Doctors always say you shouldn’t be worried about discussing any problem with them. For some of us, that doesn’t help, so here’s a brief guide to some embarrassing problems: but do try and get up the courage to see the doctor if you need to.
1. Sexual problems
From lack of sex drive (both sexes), to vaginal dryness in women or premature ejaculation in men, these problems can undermine people’s relationships and their confidence. There can be many reasons for sexual dysfunction, including stress, infections, anxiety, depression, diabetes and other illnesses.
Because it’s so common, your doctor will have access to the latest information and treatments and will be able to rule out any medical reason for the problem.
2. Vaginal odour
If this is persistent, even with a good hygiene routine, you shouldn’t ignore it. The smell is often caused by an underlying infection. One of the key causes is chlamydia but luckily testing kits for this are easy to obtain, with chlamydia Testing kits in London available online at bexleysexualhealth.org.
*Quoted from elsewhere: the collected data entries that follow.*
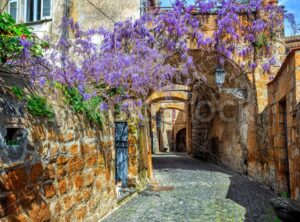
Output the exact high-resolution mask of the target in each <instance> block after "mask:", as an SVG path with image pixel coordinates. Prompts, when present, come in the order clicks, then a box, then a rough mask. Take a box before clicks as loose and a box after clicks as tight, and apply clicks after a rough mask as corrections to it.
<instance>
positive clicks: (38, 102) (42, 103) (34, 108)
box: [27, 93, 54, 118]
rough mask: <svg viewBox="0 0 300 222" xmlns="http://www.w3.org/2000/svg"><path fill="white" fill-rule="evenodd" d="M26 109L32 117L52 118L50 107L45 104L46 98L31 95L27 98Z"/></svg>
mask: <svg viewBox="0 0 300 222" xmlns="http://www.w3.org/2000/svg"><path fill="white" fill-rule="evenodd" d="M27 109H28V111H29V113H30V114H32V115H33V116H40V117H48V118H53V117H54V112H53V109H52V107H51V106H50V105H49V104H48V103H47V100H46V98H44V97H42V96H39V95H38V94H35V93H32V94H31V95H29V96H28V97H27Z"/></svg>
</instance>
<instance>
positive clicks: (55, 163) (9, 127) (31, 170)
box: [0, 74, 149, 222]
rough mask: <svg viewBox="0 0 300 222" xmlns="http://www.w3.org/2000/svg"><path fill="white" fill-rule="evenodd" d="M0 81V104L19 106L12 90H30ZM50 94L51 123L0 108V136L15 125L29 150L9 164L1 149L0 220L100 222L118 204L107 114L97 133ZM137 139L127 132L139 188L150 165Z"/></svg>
mask: <svg viewBox="0 0 300 222" xmlns="http://www.w3.org/2000/svg"><path fill="white" fill-rule="evenodd" d="M0 83H1V84H0V89H1V90H0V102H1V104H2V103H3V102H4V101H9V102H10V103H13V104H19V103H20V101H18V100H16V98H14V97H13V95H12V94H11V93H10V90H9V88H10V87H11V86H16V85H17V86H19V87H22V88H23V89H24V90H25V91H26V92H27V93H28V92H29V90H30V91H32V89H29V88H27V87H26V85H27V84H24V82H23V81H22V80H21V79H18V78H15V77H11V76H9V75H8V76H7V75H5V74H1V75H0ZM49 92H50V91H48V92H47V96H46V97H47V99H48V101H49V103H50V104H51V105H52V107H53V109H54V112H55V118H54V120H51V121H49V120H48V119H45V118H38V117H33V116H31V115H29V114H28V113H27V111H26V109H25V108H24V107H23V111H24V116H21V117H10V116H7V114H5V115H4V110H3V109H1V108H0V113H1V115H0V116H1V117H0V123H1V126H0V128H1V130H0V132H1V133H2V132H4V131H6V129H7V128H15V127H17V128H22V129H26V130H27V131H28V132H29V134H28V140H29V141H28V144H27V148H26V149H24V150H23V154H22V155H21V157H20V158H19V159H18V160H17V161H9V160H7V156H4V155H3V150H2V148H1V150H0V152H1V154H0V171H1V175H0V221H4V222H5V221H37V222H38V221H50V220H51V221H99V220H100V219H101V218H102V217H103V216H104V215H105V214H107V213H108V212H109V211H111V210H112V209H113V208H115V207H116V206H117V198H116V194H115V178H114V175H115V151H114V122H113V121H114V120H113V118H112V116H111V115H108V117H107V118H106V119H105V123H104V127H103V129H100V128H99V127H98V126H94V125H92V124H91V123H90V122H89V121H88V120H87V119H86V118H85V117H84V116H83V115H79V114H76V113H74V112H73V111H72V110H71V109H70V108H68V107H67V106H66V105H65V103H64V102H63V100H61V99H58V98H63V96H62V95H60V94H59V92H55V91H51V93H49ZM40 93H41V92H40ZM41 95H44V96H45V95H46V94H43V93H41ZM0 107H1V106H0ZM134 124H136V122H133V123H131V124H130V126H131V127H132V128H135V127H136V126H135V125H134ZM144 131H145V130H144ZM144 131H142V130H141V132H142V133H144ZM139 140H140V134H138V133H137V131H134V130H131V131H130V132H129V145H130V146H129V152H130V153H131V154H134V155H131V156H130V158H129V178H134V179H135V180H134V181H132V184H131V185H133V186H139V187H141V186H142V185H144V184H145V181H147V177H148V167H149V165H148V156H147V155H148V153H147V149H146V147H145V146H144V147H141V146H139ZM142 140H143V139H142ZM142 145H145V142H143V143H142ZM9 152H10V151H9ZM139 163H140V164H139ZM142 164H143V167H142V166H141V165H142ZM142 182H143V184H142ZM141 184H142V185H141Z"/></svg>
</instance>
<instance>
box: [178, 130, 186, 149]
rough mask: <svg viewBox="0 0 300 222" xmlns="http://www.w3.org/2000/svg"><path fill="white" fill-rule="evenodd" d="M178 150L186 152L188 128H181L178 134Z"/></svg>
mask: <svg viewBox="0 0 300 222" xmlns="http://www.w3.org/2000/svg"><path fill="white" fill-rule="evenodd" d="M175 151H176V152H186V129H185V128H183V129H181V130H179V132H177V134H176V149H175Z"/></svg>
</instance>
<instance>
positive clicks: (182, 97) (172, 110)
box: [147, 85, 191, 153]
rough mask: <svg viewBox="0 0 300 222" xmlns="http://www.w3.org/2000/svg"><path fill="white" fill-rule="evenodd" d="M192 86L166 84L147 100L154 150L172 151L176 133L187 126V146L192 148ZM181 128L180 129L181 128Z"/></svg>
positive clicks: (153, 93) (186, 145)
mask: <svg viewBox="0 0 300 222" xmlns="http://www.w3.org/2000/svg"><path fill="white" fill-rule="evenodd" d="M190 98H191V88H190V87H187V86H183V85H174V86H166V87H164V88H162V89H161V90H160V91H157V92H154V93H153V94H152V95H150V97H149V98H148V100H147V103H148V105H149V112H150V113H151V129H152V152H153V153H158V152H170V151H175V148H176V133H177V132H178V130H180V129H182V128H186V129H187V130H186V138H187V139H186V147H187V149H188V150H190V148H191V120H190V116H191V115H190V104H189V103H190ZM179 128H180V129H179Z"/></svg>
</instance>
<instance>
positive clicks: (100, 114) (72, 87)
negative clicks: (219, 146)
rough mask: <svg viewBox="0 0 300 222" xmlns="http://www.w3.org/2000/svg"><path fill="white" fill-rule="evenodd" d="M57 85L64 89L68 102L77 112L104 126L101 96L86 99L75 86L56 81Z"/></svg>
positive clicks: (65, 94) (63, 89)
mask: <svg viewBox="0 0 300 222" xmlns="http://www.w3.org/2000/svg"><path fill="white" fill-rule="evenodd" d="M55 87H56V88H58V89H61V90H62V92H63V94H64V96H65V98H66V102H67V103H68V104H69V105H70V106H71V107H72V108H73V110H74V111H75V112H76V113H81V114H84V115H85V116H86V117H87V118H88V119H89V120H90V121H91V122H92V123H95V124H97V125H98V126H100V127H102V126H103V116H102V114H101V113H100V111H99V107H100V104H101V103H102V102H103V98H102V97H101V96H95V97H92V98H91V99H87V100H85V99H84V98H83V96H82V95H81V94H80V92H79V91H78V89H77V88H75V87H69V86H65V85H62V84H60V83H56V84H55Z"/></svg>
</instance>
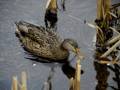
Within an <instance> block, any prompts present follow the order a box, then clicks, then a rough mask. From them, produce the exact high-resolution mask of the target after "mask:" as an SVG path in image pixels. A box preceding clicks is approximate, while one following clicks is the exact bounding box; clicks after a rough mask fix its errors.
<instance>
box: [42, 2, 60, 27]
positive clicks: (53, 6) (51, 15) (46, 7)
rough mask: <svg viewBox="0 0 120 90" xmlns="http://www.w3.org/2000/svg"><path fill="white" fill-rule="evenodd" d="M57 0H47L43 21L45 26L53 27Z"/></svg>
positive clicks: (56, 10)
mask: <svg viewBox="0 0 120 90" xmlns="http://www.w3.org/2000/svg"><path fill="white" fill-rule="evenodd" d="M57 7H58V6H57V0H48V1H47V4H46V11H45V16H44V22H45V26H46V28H55V27H56V24H57V21H58V17H57V9H58V8H57Z"/></svg>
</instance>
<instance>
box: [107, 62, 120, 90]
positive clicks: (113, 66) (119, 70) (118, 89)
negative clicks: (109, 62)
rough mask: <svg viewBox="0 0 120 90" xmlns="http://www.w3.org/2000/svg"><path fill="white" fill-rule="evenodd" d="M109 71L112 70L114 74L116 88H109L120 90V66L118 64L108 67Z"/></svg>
mask: <svg viewBox="0 0 120 90" xmlns="http://www.w3.org/2000/svg"><path fill="white" fill-rule="evenodd" d="M108 68H109V69H110V70H112V71H113V72H114V74H115V77H113V80H114V82H116V84H117V87H114V86H110V87H111V88H112V89H113V90H120V66H119V65H118V64H114V65H113V66H108Z"/></svg>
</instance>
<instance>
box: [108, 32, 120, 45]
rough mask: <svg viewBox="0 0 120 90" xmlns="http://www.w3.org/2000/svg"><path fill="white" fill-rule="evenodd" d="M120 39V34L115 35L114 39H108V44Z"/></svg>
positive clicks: (119, 39) (117, 40)
mask: <svg viewBox="0 0 120 90" xmlns="http://www.w3.org/2000/svg"><path fill="white" fill-rule="evenodd" d="M118 40H120V34H119V35H118V36H116V37H114V38H113V39H111V40H110V41H108V42H107V44H106V45H111V44H113V43H115V42H117V41H118Z"/></svg>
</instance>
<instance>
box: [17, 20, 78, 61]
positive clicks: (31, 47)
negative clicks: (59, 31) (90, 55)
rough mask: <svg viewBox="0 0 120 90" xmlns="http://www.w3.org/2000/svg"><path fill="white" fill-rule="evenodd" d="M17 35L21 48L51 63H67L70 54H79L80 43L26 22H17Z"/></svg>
mask: <svg viewBox="0 0 120 90" xmlns="http://www.w3.org/2000/svg"><path fill="white" fill-rule="evenodd" d="M15 24H16V31H15V34H16V36H17V37H18V39H19V41H20V42H21V46H23V48H24V49H25V50H27V51H28V52H30V53H32V55H36V56H38V57H41V58H46V59H47V60H50V61H58V62H59V61H63V60H64V61H65V60H67V59H68V57H69V54H70V52H73V53H75V54H76V53H77V50H78V49H79V47H78V43H77V42H76V41H75V40H73V39H69V38H67V39H64V40H62V39H61V37H60V36H59V35H58V34H57V32H56V31H54V30H51V29H47V28H44V27H43V26H37V25H34V24H31V23H28V22H25V21H19V22H15Z"/></svg>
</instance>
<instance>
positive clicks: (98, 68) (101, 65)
mask: <svg viewBox="0 0 120 90" xmlns="http://www.w3.org/2000/svg"><path fill="white" fill-rule="evenodd" d="M94 67H95V70H96V74H97V75H96V79H97V81H98V84H97V86H96V90H107V86H108V83H107V79H108V76H109V72H108V70H107V65H102V64H99V63H98V62H94Z"/></svg>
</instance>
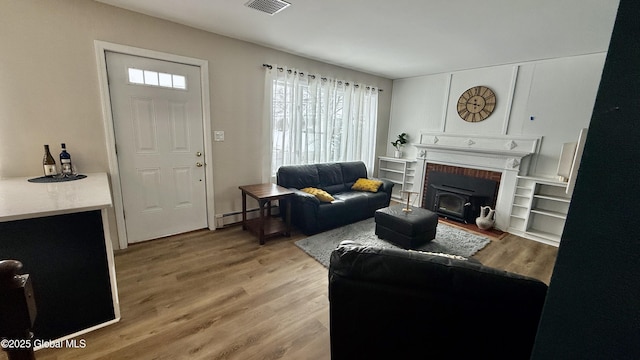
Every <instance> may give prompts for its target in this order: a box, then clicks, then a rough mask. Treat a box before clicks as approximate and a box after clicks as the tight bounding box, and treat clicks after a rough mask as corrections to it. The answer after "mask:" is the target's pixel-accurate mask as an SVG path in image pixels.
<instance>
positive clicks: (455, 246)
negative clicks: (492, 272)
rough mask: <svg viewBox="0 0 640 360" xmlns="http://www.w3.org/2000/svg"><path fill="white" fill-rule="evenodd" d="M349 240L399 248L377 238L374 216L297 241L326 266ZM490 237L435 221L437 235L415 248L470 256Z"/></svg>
mask: <svg viewBox="0 0 640 360" xmlns="http://www.w3.org/2000/svg"><path fill="white" fill-rule="evenodd" d="M343 240H351V241H355V242H358V243H360V244H362V245H366V246H376V247H382V248H392V249H398V248H399V247H397V246H395V245H393V244H391V243H388V242H386V241H384V240H381V239H378V236H377V235H376V234H375V222H374V219H373V218H369V219H367V220H362V221H360V222H357V223H354V224H349V225H346V226H343V227H339V228H337V229H333V230H329V231H325V232H322V233H319V234H315V235H313V236H310V237H308V238H306V239H302V240H298V241H296V245H297V246H298V247H299V248H300V249H302V251H304V252H306V253H307V254H309V255H310V256H311V257H313V258H314V259H316V260H318V262H320V263H321V264H322V265H324V267H326V268H328V267H329V257H330V256H331V252H332V251H333V250H334V249H335V248H336V247H338V245H339V244H340V242H341V241H343ZM490 241H491V240H489V239H488V238H486V237H483V236H479V235H475V234H472V233H469V232H466V231H464V230H460V229H457V228H454V227H452V226H449V225H447V224H444V223H442V222H440V223H438V227H437V229H436V238H435V239H433V240H431V241H430V242H428V243H427V244H425V245H423V246H421V247H420V248H418V249H416V250H422V251H430V252H437V253H445V254H452V255H460V256H464V257H469V256H471V255H473V254H475V253H476V252H478V251H479V250H481V249H482V248H484V247H485V246H487V244H489V242H490Z"/></svg>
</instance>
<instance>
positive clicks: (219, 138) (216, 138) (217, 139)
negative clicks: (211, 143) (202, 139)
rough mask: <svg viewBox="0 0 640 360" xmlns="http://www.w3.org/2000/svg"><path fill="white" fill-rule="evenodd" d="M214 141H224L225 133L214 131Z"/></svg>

Other causes might be bacterial vaginosis: too many bacteria multiplying in the vagina. But as chlamydia can cause infertility, take advantage of chlamydia testing kits in London to test yourself, without having to talk to the doctor.
3. Vaginal flatulence (wind)
Some women pass wind from their vagina during sex or other activities. It’s caused by muscles in the vagina expanding and trapping air inside: and of course it makes its way out at the most off-putting moments. This problem can be fixed by muscle exercises prescribed by a physiotherapist.
4. Incontinence (sensitive bladder)
Now that we are bombarded with TV ads for products associated with this condition, it’s become less of an unmentionable thing, at least for women. NHS Choices has lots of good advice for both men and women.
5. Anal itching
This has lots of different causes, from allergies to toilet paper, soap, or yeast, to anal warts, poor hygiene, haemorrhoids (piles) or sexually transmitted diseases. But it could be the result of a colon or rectal problem, so if it doesn’t clear up, see the doctor. You may be able to control a mild outbreak by cutting down the amount of yeast you eat.